3. Short vs. Long Prompts: The Iterative Workflow

Instead of writing one massive prompt, the most effective strategy is iterative prompting. Start with a structured, medium-length prompt to define the goal and constraints, then transition to short, highly focused commands to build and refine the output incrementally.

• Example: Rapid UI Iteration via Short Prompts During the development of a real-time events dashboard, a developer used extremely short prompts to polish the UI once the foundational context was established by the AI.
  • The developer prompted: "make the bar chart smaller and horizontal. different colors for channels. randomly assigned.".
  • Because the AI already understood the established architecture, this short prompt was enough for the agent to formulate a highly detailed implementation plan—creating a compact horizontal layout and using a deterministic hash-to-color function so that channels kept a stable pseudo-random color across page reloads.
  • The developer then followed up with rapid micro-prompts like "increase font contrast of labels of bar chart" and "the colors of the background and the overlays do not match the dark". The AI executed these perfectly by tuning CSS overlay tokens and applying theme-aware colors.

4. The 7-Step Verification Loop: Trust but Verify

Never assume the agent's first output is flawless. You must treat AI-generated code like code from a stranger—useful, but untrusted until proven by tests. Fundamentals matter more than ever: security, data flow, and edge-case thinking are your primary tools.

To ensure quality and maintain control, adopt this repeatable 7-Step Iterative Loop:

1. Define the Goal: State the objective in one clear sentence.
2. Establish Rules: List the non-negotiable technical constraints (what must be true).
3. Provide Examples: Define the exact expected Input $\rightarrow$ Output mappings.
4. Identify Edge Cases: List "weird" or bad situations the system needs to handle.
5. Request a "Small Piece": Ask for a specific function or logic gate, not the whole system.
6. Demand Tests: Require the AI to provide runnable assertions to prove its logic.
7. Iterate: Treat failing tests as data. Use them as a "flashlight" to refine your next prompt and fix ambiguities in your rules.

• Example: Actively Verifying System Logic Verification isn't just about automated tests; it's also about actively questioning the AI's architectural decisions.
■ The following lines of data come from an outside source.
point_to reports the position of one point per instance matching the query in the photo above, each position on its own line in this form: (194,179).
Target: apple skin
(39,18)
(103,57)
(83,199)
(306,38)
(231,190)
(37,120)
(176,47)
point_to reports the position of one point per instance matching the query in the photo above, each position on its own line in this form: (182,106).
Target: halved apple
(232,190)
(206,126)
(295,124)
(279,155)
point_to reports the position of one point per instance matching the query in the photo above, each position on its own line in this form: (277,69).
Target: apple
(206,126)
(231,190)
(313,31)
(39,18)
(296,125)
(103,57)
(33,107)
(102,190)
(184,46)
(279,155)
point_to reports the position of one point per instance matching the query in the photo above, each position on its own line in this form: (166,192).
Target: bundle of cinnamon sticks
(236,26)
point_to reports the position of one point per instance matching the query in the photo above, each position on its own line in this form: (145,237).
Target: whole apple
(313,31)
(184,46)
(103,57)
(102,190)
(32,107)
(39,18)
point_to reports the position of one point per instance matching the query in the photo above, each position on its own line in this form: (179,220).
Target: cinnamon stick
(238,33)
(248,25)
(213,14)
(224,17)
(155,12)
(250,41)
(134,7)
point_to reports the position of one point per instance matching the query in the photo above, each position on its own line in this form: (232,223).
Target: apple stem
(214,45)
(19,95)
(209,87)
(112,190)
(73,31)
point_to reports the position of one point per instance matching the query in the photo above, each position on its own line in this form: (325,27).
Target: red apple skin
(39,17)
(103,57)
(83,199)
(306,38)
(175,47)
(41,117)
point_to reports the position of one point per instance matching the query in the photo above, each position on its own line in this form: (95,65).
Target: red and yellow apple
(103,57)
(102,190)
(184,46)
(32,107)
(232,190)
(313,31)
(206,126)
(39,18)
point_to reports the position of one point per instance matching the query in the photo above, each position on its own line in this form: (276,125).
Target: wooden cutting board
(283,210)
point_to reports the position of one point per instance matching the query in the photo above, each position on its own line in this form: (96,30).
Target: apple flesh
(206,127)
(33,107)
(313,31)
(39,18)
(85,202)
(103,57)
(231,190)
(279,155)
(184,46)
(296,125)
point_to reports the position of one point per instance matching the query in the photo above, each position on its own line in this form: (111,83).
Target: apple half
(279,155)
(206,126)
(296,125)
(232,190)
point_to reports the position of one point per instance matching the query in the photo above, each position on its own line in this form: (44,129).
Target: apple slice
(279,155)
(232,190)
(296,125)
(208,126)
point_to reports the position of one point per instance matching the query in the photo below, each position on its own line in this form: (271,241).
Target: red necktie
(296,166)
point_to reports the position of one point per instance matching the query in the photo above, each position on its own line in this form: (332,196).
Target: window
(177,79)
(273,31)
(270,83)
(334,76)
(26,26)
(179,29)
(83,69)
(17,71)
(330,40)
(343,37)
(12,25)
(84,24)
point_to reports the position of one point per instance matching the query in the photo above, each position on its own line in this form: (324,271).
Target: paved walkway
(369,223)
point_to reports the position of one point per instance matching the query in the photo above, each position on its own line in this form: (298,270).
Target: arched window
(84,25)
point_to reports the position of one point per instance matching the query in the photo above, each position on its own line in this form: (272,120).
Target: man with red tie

When the AI added data filters to a dashboard's charts, the developer didn't just accept the code. They verified the logic by asking: "how do the filters work? do they filter visible data or data on the server?". Only after the AI confirmed that the filters were applied securely on the server side via SQL query parameters, did the developer instruct the AI to solidify this architecture: "document the changes do you?", ensuring the verified logic was permanently recorded in the project's README.